Пятый и шестой блоки настоящей публикации содержат материалы, касающиеся действий Пестеля в отношении А. И. Майбороды. // С 352

Пятый блок содержит подлинник протокола допроса меща­нина города Староконстантинова Абрама Шлиома Альперона от 1 февраля 1826 года. Этот протокол входит в состав «Дела по отношению его высочества цесаревича о староконетантинов­ском еврее Альпероне»12 и публикуется впервые. Шестой блок состоит из материалов, посвященных судьбе прапорщика Вят­ского полка Н. К. Ледоховского13. Эти документы также публи­куются впервые.

Орфография и пунктуация документов в настоящей публи­кации приведены в соответствие с современными нормами, за исключением тех случаев, когда отступления от современных норм характеризуют стилистические особенности текста. Ис­ключение составляют лишь донесения Пестеля о восстании в Молдавии и Валахии.

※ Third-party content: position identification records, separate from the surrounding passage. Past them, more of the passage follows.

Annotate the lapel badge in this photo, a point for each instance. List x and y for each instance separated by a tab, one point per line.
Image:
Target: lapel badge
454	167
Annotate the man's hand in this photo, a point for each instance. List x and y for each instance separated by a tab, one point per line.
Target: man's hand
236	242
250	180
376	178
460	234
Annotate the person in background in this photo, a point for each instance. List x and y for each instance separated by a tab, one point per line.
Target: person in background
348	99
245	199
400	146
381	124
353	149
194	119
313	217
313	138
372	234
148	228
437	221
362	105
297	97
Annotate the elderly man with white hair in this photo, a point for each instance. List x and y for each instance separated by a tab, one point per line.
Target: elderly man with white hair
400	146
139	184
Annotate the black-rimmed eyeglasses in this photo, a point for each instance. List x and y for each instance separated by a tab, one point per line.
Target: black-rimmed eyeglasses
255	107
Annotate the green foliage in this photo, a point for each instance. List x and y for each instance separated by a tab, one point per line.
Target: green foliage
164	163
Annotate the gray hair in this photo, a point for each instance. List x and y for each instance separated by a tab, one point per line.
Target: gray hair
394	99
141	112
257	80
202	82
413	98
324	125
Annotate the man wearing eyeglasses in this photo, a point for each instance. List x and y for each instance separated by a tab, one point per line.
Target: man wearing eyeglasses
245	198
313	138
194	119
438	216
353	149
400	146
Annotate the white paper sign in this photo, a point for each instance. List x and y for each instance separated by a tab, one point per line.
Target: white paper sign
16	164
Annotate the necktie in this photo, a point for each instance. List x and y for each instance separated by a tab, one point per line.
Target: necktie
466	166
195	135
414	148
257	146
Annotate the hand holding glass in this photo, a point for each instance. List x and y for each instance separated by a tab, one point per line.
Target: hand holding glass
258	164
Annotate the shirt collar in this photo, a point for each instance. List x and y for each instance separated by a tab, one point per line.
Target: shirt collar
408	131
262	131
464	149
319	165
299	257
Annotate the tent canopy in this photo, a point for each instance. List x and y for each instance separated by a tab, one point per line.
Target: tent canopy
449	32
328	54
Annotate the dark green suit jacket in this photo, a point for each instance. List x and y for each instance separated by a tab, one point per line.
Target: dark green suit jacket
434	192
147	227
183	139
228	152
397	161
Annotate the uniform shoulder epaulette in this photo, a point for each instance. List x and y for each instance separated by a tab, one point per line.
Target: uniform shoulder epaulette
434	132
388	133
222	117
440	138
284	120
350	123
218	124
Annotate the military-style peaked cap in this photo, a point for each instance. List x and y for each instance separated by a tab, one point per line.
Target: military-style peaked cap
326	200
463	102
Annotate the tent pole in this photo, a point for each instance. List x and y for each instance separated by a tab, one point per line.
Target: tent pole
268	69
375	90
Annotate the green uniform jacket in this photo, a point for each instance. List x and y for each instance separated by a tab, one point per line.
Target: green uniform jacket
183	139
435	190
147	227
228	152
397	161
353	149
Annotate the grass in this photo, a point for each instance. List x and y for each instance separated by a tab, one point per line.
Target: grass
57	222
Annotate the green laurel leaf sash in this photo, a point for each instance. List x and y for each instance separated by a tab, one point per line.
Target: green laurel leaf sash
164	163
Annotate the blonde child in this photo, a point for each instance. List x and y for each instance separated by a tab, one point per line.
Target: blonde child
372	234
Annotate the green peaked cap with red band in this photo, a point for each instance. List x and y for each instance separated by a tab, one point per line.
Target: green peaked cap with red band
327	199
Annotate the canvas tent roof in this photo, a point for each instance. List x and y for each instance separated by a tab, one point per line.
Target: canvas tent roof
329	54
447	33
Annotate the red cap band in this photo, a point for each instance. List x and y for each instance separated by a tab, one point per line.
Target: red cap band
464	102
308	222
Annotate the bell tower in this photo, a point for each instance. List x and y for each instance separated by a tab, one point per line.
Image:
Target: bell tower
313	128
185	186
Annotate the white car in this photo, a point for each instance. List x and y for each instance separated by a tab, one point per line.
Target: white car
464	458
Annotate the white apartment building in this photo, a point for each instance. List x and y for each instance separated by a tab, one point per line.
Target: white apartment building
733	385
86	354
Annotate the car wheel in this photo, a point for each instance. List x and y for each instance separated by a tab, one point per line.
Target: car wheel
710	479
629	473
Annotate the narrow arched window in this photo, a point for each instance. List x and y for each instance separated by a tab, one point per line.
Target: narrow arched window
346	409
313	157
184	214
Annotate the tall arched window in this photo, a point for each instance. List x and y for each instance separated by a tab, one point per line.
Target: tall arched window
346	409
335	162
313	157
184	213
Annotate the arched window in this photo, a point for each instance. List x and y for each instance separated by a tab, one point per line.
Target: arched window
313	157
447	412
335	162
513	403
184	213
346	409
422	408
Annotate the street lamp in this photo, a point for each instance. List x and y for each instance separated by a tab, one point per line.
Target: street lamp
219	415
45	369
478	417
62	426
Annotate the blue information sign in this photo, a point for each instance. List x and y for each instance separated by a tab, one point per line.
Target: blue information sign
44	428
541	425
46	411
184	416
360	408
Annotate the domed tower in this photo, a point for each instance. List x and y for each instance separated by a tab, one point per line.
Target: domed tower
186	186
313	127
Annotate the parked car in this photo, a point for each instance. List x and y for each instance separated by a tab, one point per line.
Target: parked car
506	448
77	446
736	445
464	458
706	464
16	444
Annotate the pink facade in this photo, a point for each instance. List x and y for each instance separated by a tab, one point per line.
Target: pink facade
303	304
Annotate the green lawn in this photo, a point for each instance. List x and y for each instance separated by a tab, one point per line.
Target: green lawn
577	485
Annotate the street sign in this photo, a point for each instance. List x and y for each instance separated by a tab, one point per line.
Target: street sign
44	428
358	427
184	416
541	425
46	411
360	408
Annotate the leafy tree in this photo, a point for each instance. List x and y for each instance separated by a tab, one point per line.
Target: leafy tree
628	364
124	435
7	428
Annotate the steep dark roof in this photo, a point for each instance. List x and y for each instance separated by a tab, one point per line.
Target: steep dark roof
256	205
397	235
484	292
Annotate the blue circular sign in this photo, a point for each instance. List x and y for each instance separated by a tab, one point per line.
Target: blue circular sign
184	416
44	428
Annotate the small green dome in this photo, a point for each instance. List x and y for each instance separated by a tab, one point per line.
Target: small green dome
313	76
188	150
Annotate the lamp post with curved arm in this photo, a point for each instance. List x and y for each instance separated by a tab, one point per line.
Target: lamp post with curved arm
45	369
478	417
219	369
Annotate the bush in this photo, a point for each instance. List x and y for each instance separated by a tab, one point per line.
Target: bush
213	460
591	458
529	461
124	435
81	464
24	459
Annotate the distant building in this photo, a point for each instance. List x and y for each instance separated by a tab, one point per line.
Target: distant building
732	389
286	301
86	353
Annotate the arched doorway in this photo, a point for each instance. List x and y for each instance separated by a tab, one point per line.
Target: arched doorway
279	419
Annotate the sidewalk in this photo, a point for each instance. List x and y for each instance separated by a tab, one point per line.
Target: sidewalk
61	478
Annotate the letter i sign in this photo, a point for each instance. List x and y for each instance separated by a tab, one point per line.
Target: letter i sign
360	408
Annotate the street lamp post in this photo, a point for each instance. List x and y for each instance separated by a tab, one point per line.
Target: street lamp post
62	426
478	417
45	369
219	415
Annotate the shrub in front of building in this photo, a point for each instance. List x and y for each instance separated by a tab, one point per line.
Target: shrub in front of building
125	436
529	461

Ввиду большой исторической ценности этих донесений их стилистические, орфографические и пунк­туационные особенности сохранены.

Подчеркиванием выделены подчеркнутые в текстах доку­ментов отдельные слова и фразы. В конъектурных скобках при­ведены слова, точность прочтения которых вызывает сомне­ние, в таких же скобках фиксируется количество слов, фраз или предложений, вовсе не подлежащих прочтению. В квадратных скобках расшифровываются сокращенные слова.

В комментариях указывается судьба каждого документа (был или не был опубликован ранее, кем, когда и т.п.), а также все случаи авторской или писарской правки в текстах. Комментарии предлагаются также к тем упоминаемым в документах реалиям, которые не комментируются или неточно комментируются ав­торами документов — если, конечно, смысл этих реалий сегод­ня можно восстановить. Те реалии, которые объясняются в тек­сте книги, по большей части в комментариях опускаются.